Der Sommer ist in Berlin angekommen. Die ganze Stadt, so scheint es, zieht es aufs Land. Zu meinem Mittagessen kommt deshalb nur eine kleine, dafür aber feine Runde: Die Kuratorin, Künstlerin und Ethnologin Clémentine Deliss, der Architekt, Designer und Aktivist Van Bo Le-Mentzel und der Filmemacher und Hochschullehrer Pepe Danquart. Sehr unterschiedliche Personen, die sich alle vorher nicht kannten, deren ungelegte Eier aber miteinander verwandte Themen haben. Kurz zusammengefasst: Unser Gespräch dreht sich um Europa, Migration und kulturelle Identität – was nicht nur an den ungelegten Eiern, sondern auch an den Biografien und Namen der Gäste liegt.
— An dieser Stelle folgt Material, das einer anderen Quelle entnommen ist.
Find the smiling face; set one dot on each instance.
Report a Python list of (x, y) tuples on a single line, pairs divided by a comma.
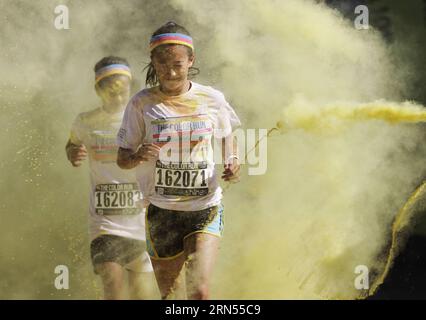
[(171, 64)]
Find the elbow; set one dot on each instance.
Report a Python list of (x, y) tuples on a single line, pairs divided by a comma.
[(122, 164)]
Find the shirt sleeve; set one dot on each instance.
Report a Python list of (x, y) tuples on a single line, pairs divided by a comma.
[(132, 130), (227, 119), (77, 131)]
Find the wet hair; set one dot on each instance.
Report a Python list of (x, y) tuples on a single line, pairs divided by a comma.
[(106, 61), (169, 27)]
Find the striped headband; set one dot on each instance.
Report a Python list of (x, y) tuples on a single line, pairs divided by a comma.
[(170, 38), (112, 69)]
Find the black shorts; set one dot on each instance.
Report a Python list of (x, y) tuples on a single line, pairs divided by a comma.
[(111, 248), (166, 230)]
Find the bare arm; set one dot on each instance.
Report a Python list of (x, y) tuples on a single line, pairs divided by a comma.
[(75, 153), (230, 159)]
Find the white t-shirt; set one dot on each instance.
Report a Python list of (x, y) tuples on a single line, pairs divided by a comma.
[(184, 127), (115, 198)]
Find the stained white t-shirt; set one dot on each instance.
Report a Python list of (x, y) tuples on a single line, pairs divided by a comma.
[(115, 198), (184, 126)]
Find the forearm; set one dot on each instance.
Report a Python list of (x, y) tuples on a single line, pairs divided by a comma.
[(229, 149), (127, 159), (68, 148)]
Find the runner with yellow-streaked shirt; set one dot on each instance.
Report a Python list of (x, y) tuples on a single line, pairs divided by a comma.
[(168, 134), (116, 212)]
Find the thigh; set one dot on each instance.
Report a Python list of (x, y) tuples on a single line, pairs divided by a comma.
[(201, 250), (142, 285), (169, 277)]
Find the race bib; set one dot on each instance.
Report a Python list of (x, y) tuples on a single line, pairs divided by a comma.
[(181, 179), (117, 199)]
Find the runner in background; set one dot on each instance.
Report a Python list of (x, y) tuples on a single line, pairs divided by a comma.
[(116, 219)]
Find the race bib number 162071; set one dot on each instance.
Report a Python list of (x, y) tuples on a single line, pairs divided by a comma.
[(181, 179)]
Den Anfang macht Van Bo Le-Mentzel mit der Anekdote, dass sein Name fast immer falsch geschrieben werde, was für ihn inzwischen Teil seiner Identität sei. In Laos, wo er geboren wurde, hätten die Menschen eh mehrere verschiedene Namen, so Le-Mentzel, und sein Name sei auch nicht sein Geburtsname, sondern der, der ihm bei seiner Einwanderung gegeben wurde. Seine Eltern nannten ihn bei Geburt "Jumbo Jet", und dass er nun Van Bo Le-Mentzel heißt, ist das Ergebnis des strategischen Umgangs Geflüchteter mit bürokratischen Reglementierungen.

Van Bo Le-Mentzel
Foto: Friedrich von Borries

Van Bo Le-Mentzel

Clémentine Deliss' Großvater hieß Delitz, als er vor den Nazis nach England flüchtete, und Pepe Danquarts Nachname rührt von französischen Hugenotten her. Deshalb wird er manchmal für einen Franzosen gehalten, was ihm ganz gut gefällt. Meine Gäste haben also hybride Identitäten, die mit viel mit Flucht und Politik zu tun haben. Womit wir bei Europa angekommen wären.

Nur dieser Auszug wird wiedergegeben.